According to the Complaint, Silver Run II was formed in 2016 as a blank check company organized under the laws of Delaware. In August 2017, Silver Run II announced that it had entered into an agreement, subject to shareholder approval, to merge with two privately held companies, Alta Mesa and Kingfisher, in a deal initially valued at $3.8 billion. Alta Mesa was an oil and gas exploration and production company operating in the STACK play in the Anadarko Basin area of Oklahoma. Kingfisher specialized in the gathering, processing, and marketing of hydrocarbons from oil and gas producers. The two companies were closely related and shared overlapping and affiliated owners.
The Complaint alleges that in early 2018, in order to secure shareholder support for the Acquisition, Silver Run II issued a materially false and misleading Definitive Merger Proxy Statement on Schedule M14A (the “Proxy”).
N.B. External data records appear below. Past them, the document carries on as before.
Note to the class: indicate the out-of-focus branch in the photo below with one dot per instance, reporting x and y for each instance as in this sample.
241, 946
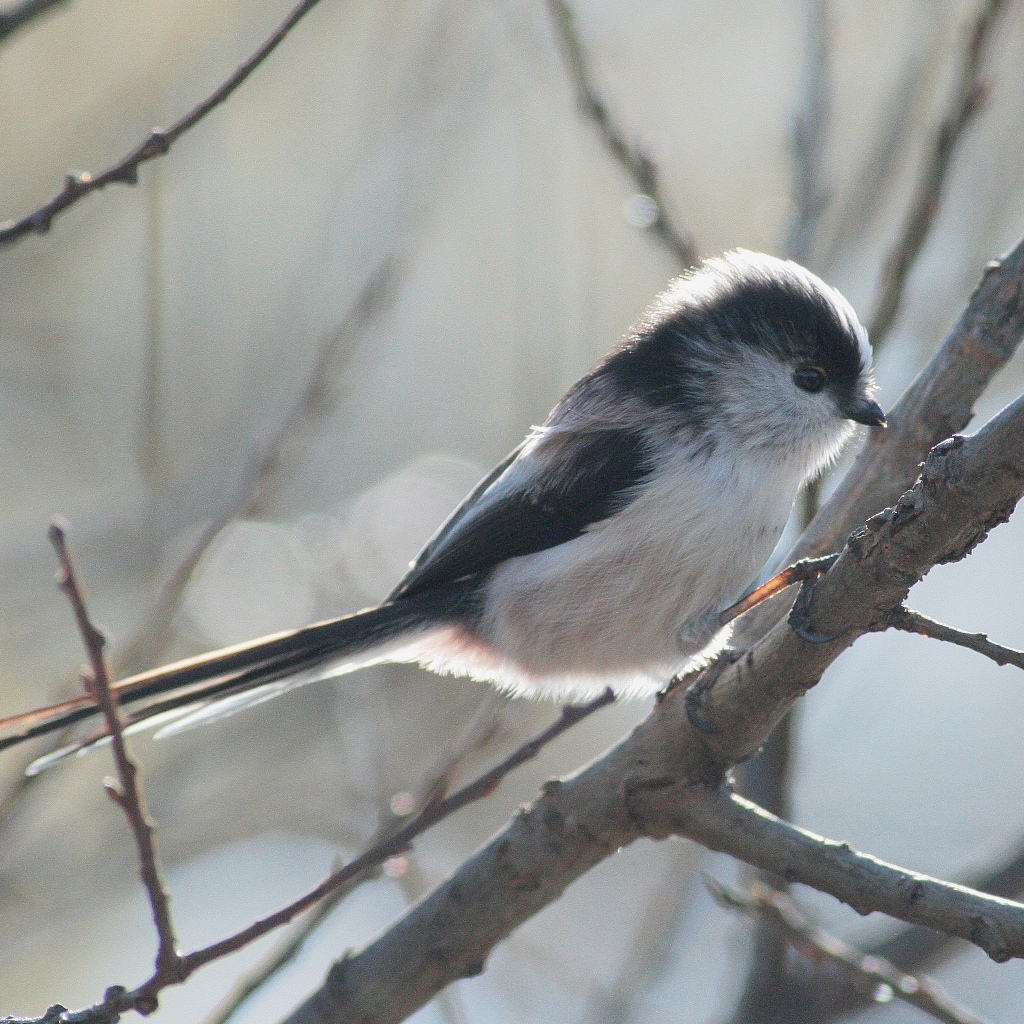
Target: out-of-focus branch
650, 954
968, 97
767, 778
140, 649
665, 778
16, 15
179, 968
876, 978
434, 785
914, 622
126, 792
125, 171
810, 132
912, 949
638, 165
938, 403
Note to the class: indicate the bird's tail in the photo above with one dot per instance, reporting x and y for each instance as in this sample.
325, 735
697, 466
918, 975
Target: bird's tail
223, 681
The Proxy, which recommended that Silver Run II’s shareholders vote in favor of the Acquisition, allegedly included false and/or misleading statements of fact and omitted facts necessary to make the statements made therein not false or misleading in contravention of §§14(a) and 20(a) of the Exchange Act and SEC Rule 14a-9.
On April 29, 2019, the Court issued an Order appointing Lead Plaintiff and Counsel. On May 3, the Court issued an Order transferring the action to the Southern District of Texas for consolidation. On September 13, the Company issuer filed a Notice of Suggestion of Bankruptcy. On January 15, 2020, the Court issued an Order consolidating cases and appointing Co-Lead Plaintiffs and Counsel.